8. The method of forming an SSA table for OPC of claim 7, wherein: step three, forming a statistical distribution map consisting of the (W, S, B) measured values corresponding to all the original layer patterns;

9. The method for forming an SSA table of an OPC of claim 1, wherein: in the fourth step, Δ W and Δ S vary with the variation of the process node, and the smaller the process node is, the smaller the corresponding Δ W and Δ S are.

10. The method for forming an SSA table of an OPC of claim 1, wherein: in step four, as W and S increase, the corresponding Δ W and Δ S increase.

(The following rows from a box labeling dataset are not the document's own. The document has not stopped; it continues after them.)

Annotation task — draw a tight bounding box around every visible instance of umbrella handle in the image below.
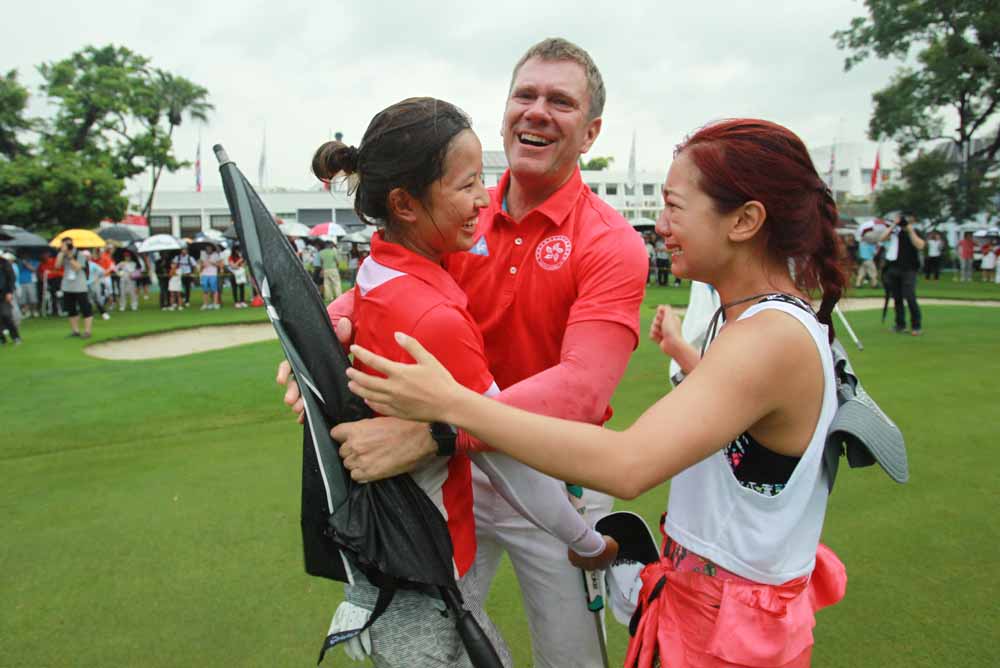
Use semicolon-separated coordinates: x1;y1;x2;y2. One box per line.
440;587;503;668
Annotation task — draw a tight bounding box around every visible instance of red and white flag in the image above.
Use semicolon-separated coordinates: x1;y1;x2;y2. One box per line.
194;139;201;193
872;146;882;192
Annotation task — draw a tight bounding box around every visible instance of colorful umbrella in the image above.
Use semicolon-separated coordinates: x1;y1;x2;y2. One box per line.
49;229;108;248
137;234;184;253
0;225;49;248
278;222;309;237
309;223;347;237
97;225;143;244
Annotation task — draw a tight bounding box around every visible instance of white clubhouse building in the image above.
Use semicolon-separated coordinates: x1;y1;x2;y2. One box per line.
149;142;899;237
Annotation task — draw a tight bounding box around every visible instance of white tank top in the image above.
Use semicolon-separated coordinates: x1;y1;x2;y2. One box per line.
664;301;837;584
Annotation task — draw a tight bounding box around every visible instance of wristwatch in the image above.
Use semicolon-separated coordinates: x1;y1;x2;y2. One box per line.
431;422;458;457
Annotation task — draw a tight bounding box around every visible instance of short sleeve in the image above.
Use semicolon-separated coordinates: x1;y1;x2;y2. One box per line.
412;304;493;393
566;218;649;343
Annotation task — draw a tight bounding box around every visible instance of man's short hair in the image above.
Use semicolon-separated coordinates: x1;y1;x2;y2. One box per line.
510;37;607;120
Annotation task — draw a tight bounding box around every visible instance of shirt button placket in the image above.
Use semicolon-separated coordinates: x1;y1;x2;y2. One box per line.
507;237;524;289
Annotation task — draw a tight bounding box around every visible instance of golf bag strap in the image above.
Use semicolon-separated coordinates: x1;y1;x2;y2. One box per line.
316;578;398;666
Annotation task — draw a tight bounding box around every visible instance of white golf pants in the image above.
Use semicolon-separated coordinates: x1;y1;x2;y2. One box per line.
472;465;614;668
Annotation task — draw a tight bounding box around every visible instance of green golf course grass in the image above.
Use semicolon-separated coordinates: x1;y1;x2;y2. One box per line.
0;284;1000;668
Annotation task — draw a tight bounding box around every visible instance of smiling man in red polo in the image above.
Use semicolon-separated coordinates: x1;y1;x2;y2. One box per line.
279;39;647;667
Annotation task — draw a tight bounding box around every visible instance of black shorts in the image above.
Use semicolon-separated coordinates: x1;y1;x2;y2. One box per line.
63;292;94;318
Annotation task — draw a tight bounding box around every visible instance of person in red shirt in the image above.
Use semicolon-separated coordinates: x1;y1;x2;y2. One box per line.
278;38;647;668
313;98;614;666
38;250;63;316
958;232;976;283
347;119;847;668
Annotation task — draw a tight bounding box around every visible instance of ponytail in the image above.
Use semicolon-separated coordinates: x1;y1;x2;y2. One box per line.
807;184;847;343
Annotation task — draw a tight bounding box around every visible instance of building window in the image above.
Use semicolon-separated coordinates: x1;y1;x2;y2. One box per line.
181;216;201;237
149;216;174;234
208;214;233;230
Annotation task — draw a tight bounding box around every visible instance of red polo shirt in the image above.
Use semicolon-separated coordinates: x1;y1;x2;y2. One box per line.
446;169;648;408
354;232;496;575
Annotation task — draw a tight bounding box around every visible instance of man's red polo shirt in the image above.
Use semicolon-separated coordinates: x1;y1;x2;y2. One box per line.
446;169;648;410
354;232;496;575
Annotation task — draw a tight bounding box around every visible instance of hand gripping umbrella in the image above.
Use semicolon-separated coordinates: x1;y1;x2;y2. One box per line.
214;145;500;668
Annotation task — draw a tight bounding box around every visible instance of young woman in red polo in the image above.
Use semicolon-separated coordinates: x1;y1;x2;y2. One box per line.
313;98;614;667
348;119;846;668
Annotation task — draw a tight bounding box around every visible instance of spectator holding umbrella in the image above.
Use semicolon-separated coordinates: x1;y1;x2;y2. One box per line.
879;214;927;336
226;248;247;308
56;237;94;339
198;244;222;311
80;251;111;320
924;232;944;281
0;252;21;345
96;244;118;308
979;241;997;283
319;241;342;302
17;251;41;318
956;232;976;283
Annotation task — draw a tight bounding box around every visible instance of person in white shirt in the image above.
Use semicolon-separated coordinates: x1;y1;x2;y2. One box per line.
198;244;222;311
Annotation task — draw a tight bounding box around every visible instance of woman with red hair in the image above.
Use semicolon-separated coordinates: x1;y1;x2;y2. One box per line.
348;119;846;668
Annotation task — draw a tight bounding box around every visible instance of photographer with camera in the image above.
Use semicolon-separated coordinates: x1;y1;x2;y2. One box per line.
879;214;927;336
56;239;94;339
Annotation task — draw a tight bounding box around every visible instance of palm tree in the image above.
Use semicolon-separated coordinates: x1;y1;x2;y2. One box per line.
142;70;215;218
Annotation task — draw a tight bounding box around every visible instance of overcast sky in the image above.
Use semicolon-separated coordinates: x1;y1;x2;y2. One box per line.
0;0;897;198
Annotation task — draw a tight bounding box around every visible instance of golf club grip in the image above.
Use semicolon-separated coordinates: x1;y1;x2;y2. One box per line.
441;587;503;668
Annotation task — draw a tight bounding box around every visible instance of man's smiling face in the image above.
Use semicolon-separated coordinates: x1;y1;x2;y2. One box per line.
503;58;601;190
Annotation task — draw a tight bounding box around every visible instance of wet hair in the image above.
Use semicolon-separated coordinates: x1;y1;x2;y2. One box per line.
508;37;607;121
312;97;472;225
674;118;847;341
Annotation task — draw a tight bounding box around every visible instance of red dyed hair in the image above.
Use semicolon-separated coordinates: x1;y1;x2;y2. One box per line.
674;118;847;340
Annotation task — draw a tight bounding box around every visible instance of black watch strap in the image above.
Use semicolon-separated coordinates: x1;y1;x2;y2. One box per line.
431;422;458;457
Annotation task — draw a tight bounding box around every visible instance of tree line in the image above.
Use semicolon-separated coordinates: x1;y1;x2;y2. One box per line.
0;45;213;232
833;0;1000;223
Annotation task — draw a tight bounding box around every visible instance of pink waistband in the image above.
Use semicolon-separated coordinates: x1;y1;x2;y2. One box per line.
625;544;847;668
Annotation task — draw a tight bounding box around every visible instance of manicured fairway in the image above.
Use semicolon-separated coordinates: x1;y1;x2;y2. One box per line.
0;283;1000;668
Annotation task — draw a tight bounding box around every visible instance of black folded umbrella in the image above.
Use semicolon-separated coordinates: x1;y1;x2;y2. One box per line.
214;145;500;668
0;225;49;250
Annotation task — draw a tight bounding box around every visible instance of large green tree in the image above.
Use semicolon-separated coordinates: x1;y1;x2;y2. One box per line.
0;45;212;231
38;45;213;215
834;0;1000;220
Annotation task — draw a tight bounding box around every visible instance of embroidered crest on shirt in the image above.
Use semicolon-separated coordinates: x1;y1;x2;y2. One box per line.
535;234;573;271
469;235;490;257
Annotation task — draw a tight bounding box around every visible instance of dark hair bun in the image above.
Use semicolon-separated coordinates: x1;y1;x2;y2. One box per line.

11. The method for forming an SSA table of an OPC of claim 1, wherein: in step five, the method for calculating the final value of B in each of the (W, S) intervals is:

when the B values are in centralized distribution in all the B values in the (W, S) interval, taking the average value of the B values in the centralized distribution or the single B value in the centralized distribution as the final value of B;

in all B values in the (W, S) interval, when the B values are uniformly distributed in a proportion, taking the average value of all B values in the (W, S) interval as the final value of B;

12. The method for forming an SSA table of an OPC of claim 1, wherein: and after the fifth step is finished, performing OPC on various graph structures according to the obtained SSA table and judging whether the OPC result meets the requirement.

13. The method of forming an SSA table for OPC of claim 12, wherein: and judging whether the OPC result meets the requirements or not according to the process manufacturing requirements and the initial offset value rule.

14. The method of forming an SSA table for OPC of claim 12, wherein: and judging whether the SSA table needs to be improved or not according to the OPC result.

15. The method of forming an SSA table for OPC of claim 12, wherein: and comparing OPC target values of various structures, and judging whether bug occurs during OPC operation according to the SSA table.